Breast cancer that has metastasized to bone is currently an incurable disease, causing significant morbidity and mortality. The aim of this thesis work was to elucidate molecular mechanisms of bone metastasis and thereby gain insights into novel therapeutic approaches. First, we found that L‐serine biosynthesis genes, phosphoglycerate dehydrogenase (PHGDH), phosphoserine aminotransferase 1 (PSAT1) and phosphoserine phosphatase (PSPH), were up‐regulated in highly bone metastatic MDA‐MB‐231(SA) cells as compared with the parental breast cancer cell line. Knockdown of serine biosynthesis inhibited proliferation of MDA‐MB‐231(SA) cells, and L‐serine was essential for the formation of bone resorbing osteoclasts.
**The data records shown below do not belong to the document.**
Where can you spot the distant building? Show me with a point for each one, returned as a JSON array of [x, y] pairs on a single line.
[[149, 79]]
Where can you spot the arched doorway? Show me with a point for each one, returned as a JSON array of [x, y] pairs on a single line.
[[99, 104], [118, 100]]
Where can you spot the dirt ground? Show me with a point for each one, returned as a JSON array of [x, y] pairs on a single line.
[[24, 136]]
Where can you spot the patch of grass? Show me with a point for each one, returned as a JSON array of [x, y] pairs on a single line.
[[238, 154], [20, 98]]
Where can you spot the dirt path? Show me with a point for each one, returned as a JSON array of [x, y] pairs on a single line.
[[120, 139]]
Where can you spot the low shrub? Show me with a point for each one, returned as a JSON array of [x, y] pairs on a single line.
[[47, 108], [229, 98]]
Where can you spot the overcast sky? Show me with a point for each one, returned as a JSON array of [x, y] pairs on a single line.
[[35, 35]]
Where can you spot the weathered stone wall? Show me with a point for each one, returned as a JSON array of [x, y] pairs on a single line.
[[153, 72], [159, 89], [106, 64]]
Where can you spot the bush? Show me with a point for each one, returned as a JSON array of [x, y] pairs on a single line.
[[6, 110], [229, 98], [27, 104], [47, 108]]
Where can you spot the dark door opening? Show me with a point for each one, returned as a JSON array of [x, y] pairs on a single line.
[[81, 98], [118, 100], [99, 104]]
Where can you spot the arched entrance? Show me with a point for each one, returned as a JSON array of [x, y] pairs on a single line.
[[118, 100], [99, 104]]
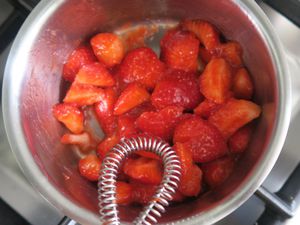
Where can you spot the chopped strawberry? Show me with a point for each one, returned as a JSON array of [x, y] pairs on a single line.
[[70, 115], [108, 48], [178, 88], [131, 97], [232, 52], [242, 85], [206, 108], [216, 172], [179, 50], [104, 112], [89, 167], [84, 141], [83, 94], [204, 31], [161, 123], [106, 144], [95, 74], [233, 115], [239, 141], [142, 65], [79, 57], [215, 81], [145, 170], [123, 193]]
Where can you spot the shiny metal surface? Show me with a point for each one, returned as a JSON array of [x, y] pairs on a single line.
[[43, 44]]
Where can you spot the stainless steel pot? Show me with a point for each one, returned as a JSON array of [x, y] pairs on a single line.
[[33, 79]]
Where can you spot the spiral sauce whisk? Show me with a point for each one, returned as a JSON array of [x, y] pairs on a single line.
[[108, 178]]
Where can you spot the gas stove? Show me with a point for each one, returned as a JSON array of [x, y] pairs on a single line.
[[276, 200]]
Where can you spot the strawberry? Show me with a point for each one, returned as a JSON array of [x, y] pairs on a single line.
[[242, 85], [161, 123], [95, 74], [145, 170], [132, 96], [79, 57], [83, 94], [204, 31], [216, 172], [108, 48], [178, 88], [104, 111], [232, 52], [123, 193], [215, 81], [179, 50], [84, 141], [233, 115], [89, 167], [142, 65], [70, 115], [239, 141]]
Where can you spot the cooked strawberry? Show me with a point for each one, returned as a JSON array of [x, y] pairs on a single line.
[[108, 48], [89, 167], [239, 141], [95, 74], [123, 193], [232, 52], [233, 115], [142, 65], [242, 85], [179, 50], [84, 141], [145, 170], [70, 115], [79, 57], [204, 31], [131, 97], [161, 123], [106, 144], [178, 88], [215, 81], [83, 94], [216, 172], [104, 111]]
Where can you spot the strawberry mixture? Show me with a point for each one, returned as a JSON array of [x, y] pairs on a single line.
[[196, 95]]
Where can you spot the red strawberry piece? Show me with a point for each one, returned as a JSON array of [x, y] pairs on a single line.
[[83, 94], [142, 65], [204, 31], [123, 193], [206, 108], [216, 172], [70, 115], [145, 170], [232, 52], [233, 115], [215, 82], [95, 74], [89, 167], [84, 141], [177, 89], [106, 144], [108, 48], [131, 97], [161, 123], [104, 111], [78, 58], [239, 141], [179, 50], [242, 85]]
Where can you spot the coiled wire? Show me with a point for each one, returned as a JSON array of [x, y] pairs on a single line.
[[110, 169]]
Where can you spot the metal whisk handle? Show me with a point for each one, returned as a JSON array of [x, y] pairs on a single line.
[[110, 169]]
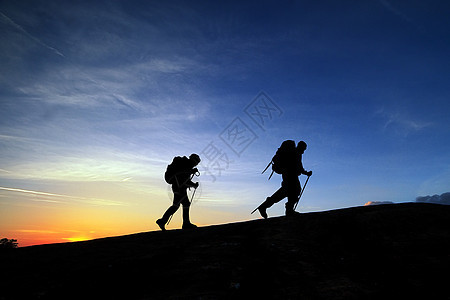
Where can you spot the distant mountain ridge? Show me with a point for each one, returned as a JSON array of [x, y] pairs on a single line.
[[373, 252]]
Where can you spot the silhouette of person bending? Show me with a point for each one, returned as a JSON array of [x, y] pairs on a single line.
[[179, 174], [290, 186]]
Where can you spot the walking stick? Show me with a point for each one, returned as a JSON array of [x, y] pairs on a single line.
[[301, 193]]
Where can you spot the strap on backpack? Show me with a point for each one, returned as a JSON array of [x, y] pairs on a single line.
[[271, 163]]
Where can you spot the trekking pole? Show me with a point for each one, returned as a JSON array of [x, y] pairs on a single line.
[[179, 202], [301, 193]]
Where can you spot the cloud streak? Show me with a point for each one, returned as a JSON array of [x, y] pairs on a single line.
[[8, 20], [436, 199], [92, 201]]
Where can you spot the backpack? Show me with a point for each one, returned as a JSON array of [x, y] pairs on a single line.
[[178, 165], [283, 158]]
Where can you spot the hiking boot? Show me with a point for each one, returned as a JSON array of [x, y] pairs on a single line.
[[262, 211], [161, 224], [290, 209], [189, 226], [290, 213]]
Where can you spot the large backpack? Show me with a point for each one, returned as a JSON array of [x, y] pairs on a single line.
[[283, 158], [175, 168]]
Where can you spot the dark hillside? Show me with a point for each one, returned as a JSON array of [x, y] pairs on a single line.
[[397, 251]]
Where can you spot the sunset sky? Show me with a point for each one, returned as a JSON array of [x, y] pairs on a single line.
[[97, 97]]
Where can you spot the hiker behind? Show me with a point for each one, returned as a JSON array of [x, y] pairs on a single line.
[[287, 162], [179, 174]]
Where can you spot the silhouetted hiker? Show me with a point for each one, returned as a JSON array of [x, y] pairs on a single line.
[[179, 174], [287, 162]]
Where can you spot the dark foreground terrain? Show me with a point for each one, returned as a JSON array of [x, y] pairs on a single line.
[[399, 251]]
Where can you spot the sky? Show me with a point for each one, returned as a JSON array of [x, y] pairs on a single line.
[[97, 97]]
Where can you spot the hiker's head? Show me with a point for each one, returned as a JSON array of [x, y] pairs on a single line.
[[195, 159], [301, 147]]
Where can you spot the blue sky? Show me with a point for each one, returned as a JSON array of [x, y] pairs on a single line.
[[97, 97]]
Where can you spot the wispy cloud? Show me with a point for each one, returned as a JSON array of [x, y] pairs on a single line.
[[64, 198], [401, 122], [10, 22]]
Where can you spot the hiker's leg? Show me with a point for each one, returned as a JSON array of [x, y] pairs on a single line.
[[163, 221], [293, 192], [186, 218], [171, 210], [276, 197]]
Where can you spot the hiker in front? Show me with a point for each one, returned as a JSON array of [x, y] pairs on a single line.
[[287, 162], [179, 174]]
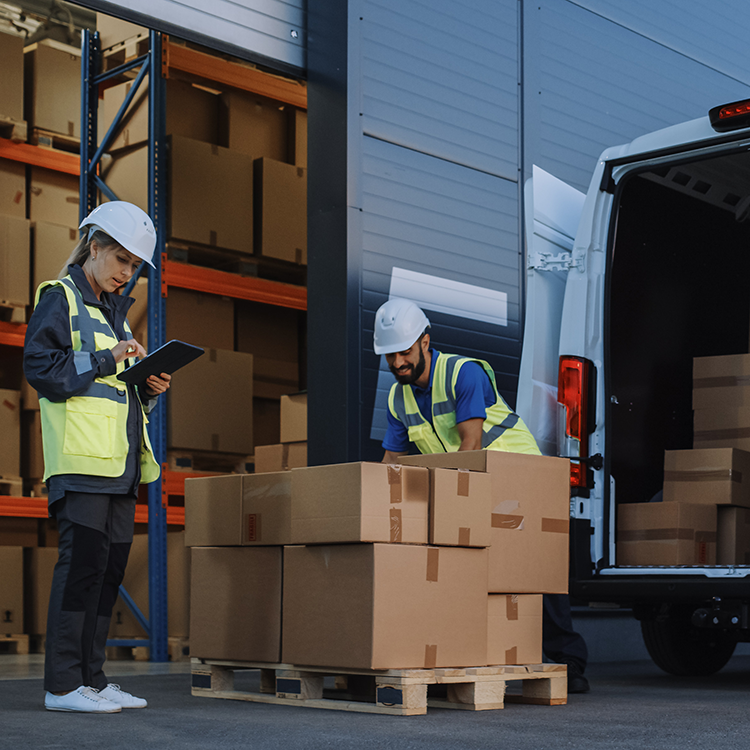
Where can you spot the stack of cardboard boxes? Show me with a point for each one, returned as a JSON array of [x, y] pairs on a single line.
[[704, 518], [383, 566]]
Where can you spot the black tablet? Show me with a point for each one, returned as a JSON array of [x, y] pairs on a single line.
[[168, 358]]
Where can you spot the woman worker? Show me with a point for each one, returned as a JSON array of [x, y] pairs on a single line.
[[96, 448]]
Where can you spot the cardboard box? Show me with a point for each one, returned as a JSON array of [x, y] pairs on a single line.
[[281, 210], [666, 534], [235, 610], [460, 508], [530, 517], [360, 502], [294, 417], [733, 536], [254, 125], [191, 112], [12, 181], [10, 433], [211, 404], [14, 260], [514, 629], [11, 82], [114, 30], [11, 591], [238, 510], [52, 87], [124, 624], [280, 457], [721, 382], [53, 244], [220, 216], [39, 568], [385, 606], [722, 428], [53, 198], [712, 476]]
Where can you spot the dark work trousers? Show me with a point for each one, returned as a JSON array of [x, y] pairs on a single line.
[[560, 642], [96, 531]]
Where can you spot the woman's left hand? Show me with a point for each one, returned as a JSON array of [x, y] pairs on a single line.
[[157, 384]]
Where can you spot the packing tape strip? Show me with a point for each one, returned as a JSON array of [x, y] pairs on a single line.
[[705, 475], [394, 481], [511, 606], [505, 521], [433, 563], [462, 489]]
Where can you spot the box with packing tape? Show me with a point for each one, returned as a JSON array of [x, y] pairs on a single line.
[[530, 517], [360, 502], [237, 510], [666, 534], [712, 476], [385, 606]]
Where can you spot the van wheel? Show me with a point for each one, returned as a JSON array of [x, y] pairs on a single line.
[[681, 649]]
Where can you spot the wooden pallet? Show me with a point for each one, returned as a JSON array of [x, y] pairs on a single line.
[[14, 644], [399, 692]]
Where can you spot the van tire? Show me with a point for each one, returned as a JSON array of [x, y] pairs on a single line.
[[681, 649]]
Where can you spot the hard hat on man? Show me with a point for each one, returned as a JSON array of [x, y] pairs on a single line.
[[398, 324]]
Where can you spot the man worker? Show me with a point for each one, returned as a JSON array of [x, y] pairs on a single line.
[[445, 402]]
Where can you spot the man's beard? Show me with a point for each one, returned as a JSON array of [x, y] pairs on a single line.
[[414, 374]]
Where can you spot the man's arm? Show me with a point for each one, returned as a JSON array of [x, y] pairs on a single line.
[[470, 432]]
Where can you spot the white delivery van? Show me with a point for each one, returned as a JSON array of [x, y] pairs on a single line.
[[625, 287]]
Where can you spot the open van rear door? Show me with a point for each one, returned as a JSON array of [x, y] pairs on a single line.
[[552, 213]]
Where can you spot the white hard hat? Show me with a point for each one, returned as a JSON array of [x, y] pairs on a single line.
[[126, 224], [398, 324]]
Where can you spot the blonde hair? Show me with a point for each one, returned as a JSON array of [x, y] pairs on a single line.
[[82, 250]]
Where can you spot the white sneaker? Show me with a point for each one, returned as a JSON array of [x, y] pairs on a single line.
[[125, 700], [84, 699]]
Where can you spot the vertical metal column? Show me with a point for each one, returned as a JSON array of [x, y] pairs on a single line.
[[157, 512]]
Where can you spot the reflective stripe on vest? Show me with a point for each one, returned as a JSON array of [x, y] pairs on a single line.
[[87, 433], [502, 429]]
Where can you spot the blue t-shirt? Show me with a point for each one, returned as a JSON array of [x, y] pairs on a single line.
[[474, 394]]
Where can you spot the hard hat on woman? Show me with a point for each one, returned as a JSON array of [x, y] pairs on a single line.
[[127, 224]]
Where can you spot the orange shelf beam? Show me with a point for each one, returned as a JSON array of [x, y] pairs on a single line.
[[231, 285], [60, 161], [235, 74], [12, 334]]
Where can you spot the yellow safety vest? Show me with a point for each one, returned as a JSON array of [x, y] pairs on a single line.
[[87, 434], [503, 430]]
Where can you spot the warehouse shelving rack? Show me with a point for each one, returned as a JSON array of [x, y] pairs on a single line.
[[161, 59]]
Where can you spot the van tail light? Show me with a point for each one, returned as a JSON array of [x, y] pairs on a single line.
[[575, 395]]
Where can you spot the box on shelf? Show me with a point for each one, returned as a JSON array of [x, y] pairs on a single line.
[[52, 87], [733, 536], [10, 433], [530, 517], [11, 590], [235, 603], [460, 508], [211, 404], [123, 622], [53, 198], [12, 181], [514, 629], [666, 534], [280, 457], [11, 82], [281, 210], [14, 260], [721, 382], [712, 476], [385, 606], [294, 417], [238, 510], [360, 502]]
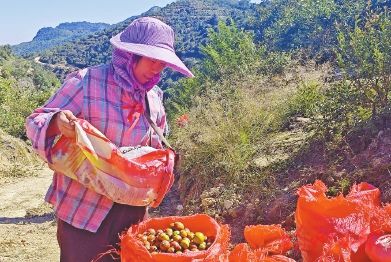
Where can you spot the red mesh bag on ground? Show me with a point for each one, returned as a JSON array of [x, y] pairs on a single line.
[[133, 250], [336, 229], [140, 177], [266, 243]]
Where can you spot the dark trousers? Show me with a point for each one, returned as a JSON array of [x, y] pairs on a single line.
[[78, 245]]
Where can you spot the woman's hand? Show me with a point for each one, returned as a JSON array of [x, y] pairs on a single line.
[[64, 123]]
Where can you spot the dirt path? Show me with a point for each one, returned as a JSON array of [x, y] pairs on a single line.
[[27, 225]]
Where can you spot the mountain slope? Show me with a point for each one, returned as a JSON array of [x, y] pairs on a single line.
[[49, 37], [189, 19]]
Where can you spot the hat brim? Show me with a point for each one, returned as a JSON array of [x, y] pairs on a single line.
[[154, 52]]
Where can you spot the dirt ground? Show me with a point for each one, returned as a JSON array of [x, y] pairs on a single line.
[[27, 224]]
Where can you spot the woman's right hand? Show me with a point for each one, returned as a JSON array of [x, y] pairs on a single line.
[[65, 123]]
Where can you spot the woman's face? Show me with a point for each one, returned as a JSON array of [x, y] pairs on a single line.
[[146, 68]]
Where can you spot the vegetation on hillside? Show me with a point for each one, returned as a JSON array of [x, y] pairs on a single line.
[[24, 86], [236, 124], [279, 89], [49, 37]]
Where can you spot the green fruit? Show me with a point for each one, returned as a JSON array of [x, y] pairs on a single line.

Clinical data demonstrated that high expression of PHGDH and PSAT1 was associated with decreased relapse‐free and overall survival and with features typical of poor outcome in breast cancer. Second, RNA interference screening pointed out heparan sulfate 6‐O‐sulfotransferase 2 (HS6ST2) as a critical gene for transforming growth factor β (TGF‐β)‐induced interleukin 11 (IL‐11) production in MDA‐MB‐231(SA) cells. Exogenous heparan sulfate glycosaminoglycans heparin and K5‐NSOS also inhibited TGF‐β‐induced IL‐11 production in MDA‐MB‐231(SA) cells. Furthermore, K5‐NSOS decreased osteolytic lesion area and tumor burden in bone in mice. Third, we discovered that the microRNAs miR‐204, ‐211 and ‐379 inhibited IL‐11 expression in MDA‐MB‐231(SA) cells through direct targeting of the IL‐11 mRNA. MiR‐379 also inhibited Smad‐mediated signaling. Gene expression profiling of miR‐204 and ‐379 transfected cells indicated that these microRNAs down‐regulate several bone metastasis‐relevant genes, including prostaglandin‐endoperoxide synthase 2 (PTGS2). Taken together, this study identified three potential treatment strategies for bone metastatic breast cancer: inhibition of serine biosynthesis, heparan sulfate glycosaminoglycans and restoration of miR‐204/‐211/‐379.